Here are the top 5 B.C. weather stories of 2018
It was a repeat year ... and not in a good way
A historic fire season, devastating spring floods and crippling ice in Metro Vancouver. If these sound like the weather headlines from the past pear — well they were pretty much able to be copied and pasted them from the 2017 weather roundup.
1. The worst wildfire season on record for B.C.
In late August, it became official: wildfires had burned more than 12,984 square kilometres of the province, pushing past the previous record set just one year earlier.
2. Devastating spring flooding
Thousands of British Columbians were forced from their homes by what some officials called a once-in-200-year flood.

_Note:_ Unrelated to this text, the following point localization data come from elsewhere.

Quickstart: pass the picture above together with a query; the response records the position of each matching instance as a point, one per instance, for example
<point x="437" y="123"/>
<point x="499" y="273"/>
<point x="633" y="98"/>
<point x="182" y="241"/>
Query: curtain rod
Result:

Hit particularly hard was Grand Forks, where the military was called in to help try and save historic downtown businesses, many of which are still closed to this day.
3. Ice storm spillover
While 2016 and 2017 were arguably much snowier than 2018, a December ice storm in the Fraser Valley lingered well into the new year, keeping schools and businesses closed.
4. Summer of smoke Part 2
British Columbia was once again under a blanket of smoke for much of the summer, trapped in place by the same oppressive high pressure systems that kept fire conditions hot and dry.
5. Son of the blob?
Just as we thought we were pulling away from our scorcher of a summer, the unseasonable heat once again caused a large area of the Pacific Ocean to heat up, emulating a phenomenon from past years called the "blob."
This time, drought conditions across parts of Central and Northern B.C. can be linked to the "return of the blob", but scientists are hoping that a series of late fall storms have helped churn up cooler water.
Several factors to blame
The culprit behind the back-to back bad years?
One factor was a lingering La Nina that lasted through 2017 and into 2018. El Niño's little sister — an ocean-atmosphere phenomenon associated with cooler-than-average sea surface temperatures in the equatorial Pacific Ocean — changes weather patterns all over the world.
For the west coast of Canada, that often means cooler winters and more snow in the south.
But as was the case last year, the record snow levels late in the season in the southern Interior, led to record melt when our now-typical high pressure scorchers set up in early spring.
And it was that same high pressure system that stuck around to lead to bone-dry conditions and a cycle of record heat, followed by dry lightning and strong winds — a worst-case scenario for wildfires.
And once again, the climate change conversation was front and centre.
As we head into a building El Niño — the chances of a repeat winter are low. But with signs of warmer than normal sea surface temperatures, and a low snow pack in the north — we will anxiously await what the summer of 2019 brings.